NU Online News Service, Aug. 13, 5:19 p.m. – Conseco Inc. executives are telling insurance regulators that the Carmel, Ind., financial-services company's life and health insurance subsidiaries are solid.
Regulators in California, Florida, Illinois, Texas and Conseco's home state, Indiana, say they are confident that the insurance subsidiaries are meeting state solvency standards.
"The insurance companies are solvent and profitable," says Greg Thomas, chief deputy commissioner of the Indiana Department of Insurance. "It is the parent company that is really the problem."
But Conseco has not yet addressed the possible effects of ratings changes on producers' willingness to place business with the Conseco insurance units, regulators say.
Conseco announced plans Aug. 9 to exercise a 30-day grace period on upcoming bond payments, and to hire an investment bank, Lazard Freres & Company L.L.C., New York, and a law firm, Kirkland & Ellis, to help it work with debt holders to restructure the parent company's finances.
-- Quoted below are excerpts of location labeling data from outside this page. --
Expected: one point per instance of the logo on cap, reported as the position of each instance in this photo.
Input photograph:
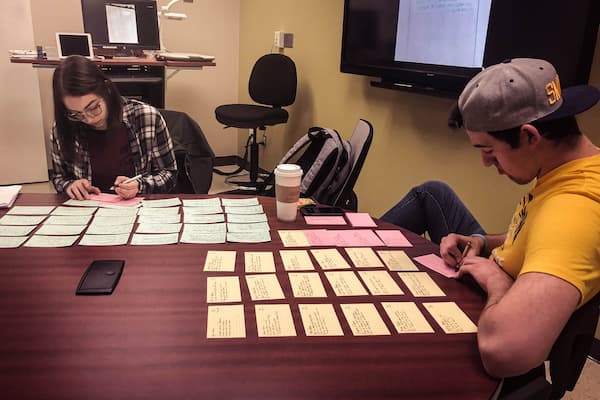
(553, 90)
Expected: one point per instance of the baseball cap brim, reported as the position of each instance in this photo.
(576, 99)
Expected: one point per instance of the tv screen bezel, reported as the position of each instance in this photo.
(448, 81)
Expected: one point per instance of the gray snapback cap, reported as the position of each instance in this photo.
(519, 91)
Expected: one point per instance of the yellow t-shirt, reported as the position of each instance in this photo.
(556, 228)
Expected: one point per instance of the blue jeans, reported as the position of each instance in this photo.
(433, 207)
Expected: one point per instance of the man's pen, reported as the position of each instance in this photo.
(465, 251)
(113, 187)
Although Moody's Investors Service, New York, has left the ratings of most of Conseco's insurance units unchanged at B2, and Standard & Poor's, New York, has kept the insurance units' ratings at B+-negative, the ratings are lower than they used to be.
Fitch Ratings, Chicago, responded to the Aug. 9 announcement by lowering its insurance ratings to B, from BB.
Regulators say Conseco has tried to keep them informed about the status of the insurance operations, and about the nature of the parent company's second-quarter earnings, which are supposed to be released Wednesday.
In Florida, for example, all 12 Conseco units that operate in the state are in good standing, according to Beth Vecchioli, deputy director of insurance services with the Florida Department of Insurance.
"Conseco has been really good about reaching out," Vecchioli says.